Grass geht es auch um eine erweiterte Perspektive des Weltkriegsgeschehens im Ausland. "In Polen hat das schon angefangen, und wir sollten heute offener darüber reden, aber bitte nicht durch Aufrechnen. Es darf nicht vergessen werden, dass wir Deutsche zuallererst das Unrecht in die Welt gesetzt haben. Mit Vertreibungen, mit Totschlag, mit Konzentrationslagern, mit millionenfachem Mord. Dann ist dieses Unrecht rückläufig geworden, auf uns zurückgekommen."
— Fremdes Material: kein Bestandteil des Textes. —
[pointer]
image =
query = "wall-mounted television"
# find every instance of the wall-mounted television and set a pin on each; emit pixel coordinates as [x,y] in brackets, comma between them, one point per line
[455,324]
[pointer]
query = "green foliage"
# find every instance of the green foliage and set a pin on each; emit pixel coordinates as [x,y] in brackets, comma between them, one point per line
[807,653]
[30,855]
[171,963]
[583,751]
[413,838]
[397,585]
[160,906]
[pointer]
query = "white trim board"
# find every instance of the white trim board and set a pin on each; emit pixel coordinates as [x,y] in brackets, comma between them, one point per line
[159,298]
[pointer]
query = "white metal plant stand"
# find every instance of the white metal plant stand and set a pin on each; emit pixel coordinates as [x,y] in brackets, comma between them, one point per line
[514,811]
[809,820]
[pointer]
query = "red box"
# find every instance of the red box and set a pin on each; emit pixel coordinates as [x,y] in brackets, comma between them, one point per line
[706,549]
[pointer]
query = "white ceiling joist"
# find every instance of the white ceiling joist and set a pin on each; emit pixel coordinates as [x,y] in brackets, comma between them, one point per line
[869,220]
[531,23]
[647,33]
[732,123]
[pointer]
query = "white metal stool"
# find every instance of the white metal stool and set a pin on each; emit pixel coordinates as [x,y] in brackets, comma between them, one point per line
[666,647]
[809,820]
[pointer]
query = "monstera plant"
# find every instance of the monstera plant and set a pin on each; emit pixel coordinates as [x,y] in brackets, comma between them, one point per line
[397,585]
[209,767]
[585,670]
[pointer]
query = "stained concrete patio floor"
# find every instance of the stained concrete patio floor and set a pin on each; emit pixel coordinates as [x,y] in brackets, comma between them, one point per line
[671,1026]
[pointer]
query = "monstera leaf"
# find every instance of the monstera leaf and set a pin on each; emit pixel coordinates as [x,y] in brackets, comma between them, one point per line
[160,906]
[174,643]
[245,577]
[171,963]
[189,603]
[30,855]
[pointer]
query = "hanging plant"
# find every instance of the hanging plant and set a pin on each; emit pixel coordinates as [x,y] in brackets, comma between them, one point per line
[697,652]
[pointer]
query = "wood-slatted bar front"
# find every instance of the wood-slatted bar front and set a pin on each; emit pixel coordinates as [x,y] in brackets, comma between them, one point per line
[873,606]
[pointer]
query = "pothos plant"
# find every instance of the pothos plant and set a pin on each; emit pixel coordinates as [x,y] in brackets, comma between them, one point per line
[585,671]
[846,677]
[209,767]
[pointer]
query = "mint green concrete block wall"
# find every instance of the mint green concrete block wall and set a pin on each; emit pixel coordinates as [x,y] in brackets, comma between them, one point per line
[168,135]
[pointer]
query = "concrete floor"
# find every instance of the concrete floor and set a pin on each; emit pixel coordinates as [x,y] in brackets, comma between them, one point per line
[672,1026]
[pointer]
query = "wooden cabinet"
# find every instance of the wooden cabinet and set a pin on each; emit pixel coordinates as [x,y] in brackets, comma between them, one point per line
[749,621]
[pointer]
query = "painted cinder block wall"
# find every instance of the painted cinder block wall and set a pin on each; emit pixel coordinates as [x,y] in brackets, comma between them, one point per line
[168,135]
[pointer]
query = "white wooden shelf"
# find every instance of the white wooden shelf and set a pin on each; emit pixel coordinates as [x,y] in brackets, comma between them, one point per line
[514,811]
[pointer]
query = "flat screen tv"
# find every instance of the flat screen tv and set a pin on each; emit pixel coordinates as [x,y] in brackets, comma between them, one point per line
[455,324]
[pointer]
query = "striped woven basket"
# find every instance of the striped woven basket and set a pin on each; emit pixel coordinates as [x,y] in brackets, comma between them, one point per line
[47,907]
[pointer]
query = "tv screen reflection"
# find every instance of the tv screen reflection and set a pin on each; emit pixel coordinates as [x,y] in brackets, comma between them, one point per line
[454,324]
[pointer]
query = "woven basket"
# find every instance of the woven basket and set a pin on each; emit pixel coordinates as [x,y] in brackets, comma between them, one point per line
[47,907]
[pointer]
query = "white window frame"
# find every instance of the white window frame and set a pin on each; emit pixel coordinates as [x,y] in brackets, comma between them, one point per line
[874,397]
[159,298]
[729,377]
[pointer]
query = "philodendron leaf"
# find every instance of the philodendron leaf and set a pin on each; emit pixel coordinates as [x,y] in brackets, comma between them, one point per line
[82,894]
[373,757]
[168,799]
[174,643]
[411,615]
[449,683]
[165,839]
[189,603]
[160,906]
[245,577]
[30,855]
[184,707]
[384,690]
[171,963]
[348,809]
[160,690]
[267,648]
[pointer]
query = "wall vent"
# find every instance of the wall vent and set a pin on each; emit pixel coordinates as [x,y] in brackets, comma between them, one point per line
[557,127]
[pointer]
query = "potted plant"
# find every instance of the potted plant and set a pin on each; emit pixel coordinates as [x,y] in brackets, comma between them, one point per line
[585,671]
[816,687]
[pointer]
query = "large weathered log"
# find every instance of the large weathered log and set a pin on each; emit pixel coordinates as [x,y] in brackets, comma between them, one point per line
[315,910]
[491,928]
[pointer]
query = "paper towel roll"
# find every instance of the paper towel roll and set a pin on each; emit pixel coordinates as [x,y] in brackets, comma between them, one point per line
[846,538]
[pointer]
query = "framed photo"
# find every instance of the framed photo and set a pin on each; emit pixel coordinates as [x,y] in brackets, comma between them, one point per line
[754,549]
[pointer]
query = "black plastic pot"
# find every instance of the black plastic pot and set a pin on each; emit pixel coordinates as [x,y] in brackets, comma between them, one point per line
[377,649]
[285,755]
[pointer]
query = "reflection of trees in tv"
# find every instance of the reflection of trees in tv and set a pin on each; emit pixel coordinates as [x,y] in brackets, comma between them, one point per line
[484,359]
"Im Krebsgang" stößt auf erhebliches Leserinteresse. Es gebe eine große Nachfrage, hieß es bei einer Umfrage der dpa am Dienstag übereinstimmend in führenden Großstadt-Buchhandlungen. Bei der Hamburger Thalia-Buchhandlungskette ging die Zahl der georderten Exemplare in die Tausend, Düsseldorfs größte Buchhandlung bestellte "mehrere hundert Exemplare". Das seien deutlich mehr als sonst bei Literatur, aber natürlich weniger als bei Harry Potter, sagte eine Mitarbeiterin. Viele Kunden hätten das Buch vorbestellt.